[ExI] size of polities

Jeff Davis jrd1415 at gmail.com
Mon Feb 18 22:25:06 UTC 2008


On Feb 17, 2008 10:36 AM, Lee Corbin <lcorbin at rawbw.com> wrote:

> One obvious idea that emerges from this is that most nations
> are too large to properly reflect the desires of an individual
> citizen. The U.S. in effect tried to solve this problem by
> having numerous states with separate laws, but eventually
> most regulation was taken over by the federal government.

                                  <snip>

> It is best to allow the smallest groups possible to set their
> own laws, except that for purposes of efficiency nations
> probably will want to be of some minimal size at least.

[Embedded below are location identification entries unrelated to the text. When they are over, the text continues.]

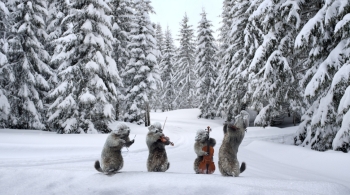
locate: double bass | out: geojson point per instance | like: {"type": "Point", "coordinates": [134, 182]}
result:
{"type": "Point", "coordinates": [207, 165]}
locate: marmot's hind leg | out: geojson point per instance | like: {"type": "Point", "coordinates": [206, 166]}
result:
{"type": "Point", "coordinates": [98, 166]}
{"type": "Point", "coordinates": [168, 166]}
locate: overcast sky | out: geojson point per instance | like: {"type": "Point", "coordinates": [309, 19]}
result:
{"type": "Point", "coordinates": [171, 12]}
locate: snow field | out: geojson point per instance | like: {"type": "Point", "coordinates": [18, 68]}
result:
{"type": "Point", "coordinates": [37, 162]}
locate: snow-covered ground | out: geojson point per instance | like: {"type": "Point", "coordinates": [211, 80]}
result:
{"type": "Point", "coordinates": [38, 162]}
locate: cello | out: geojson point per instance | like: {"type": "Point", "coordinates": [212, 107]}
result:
{"type": "Point", "coordinates": [207, 165]}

It seems that modern nation state has come about because militarily,
bigger is better, ie the 8000 lb gorilla beats the 800 lb gorilla
beats the 80 lb gorilla.  So it you possess a social organizational
system (with the appropriate "security" apparatus) to hold together
one of the larger groups of inherently diverse and consequently
fractious humans, and extract from them the tithe of their
productivity(taxes), then you have the military resources to survive
and prevail.  The situation is inherently unstable, but then nothing
lasts forever.

In contrast, the evolved ideal human social group would be tribal.
Large enough for the clan leaders to know everyone personally, and for
everyone to have -- for the condition of social harmony to prevail --
identical cultural values/identifiers.

Larger than that and the leaders are too removed from the polity to
sympathize with them and behave decently, become a tribe in their own
right -- the ruling class -- treat the polity as pawns, and pursue the
slaughter of innocents in a sociopathic enterprise to aggrandize their
own power.  The nation state and imperial system we have today.

YMMV.

Best, Jeff Davis

   "Everything's hard till you know how to do it."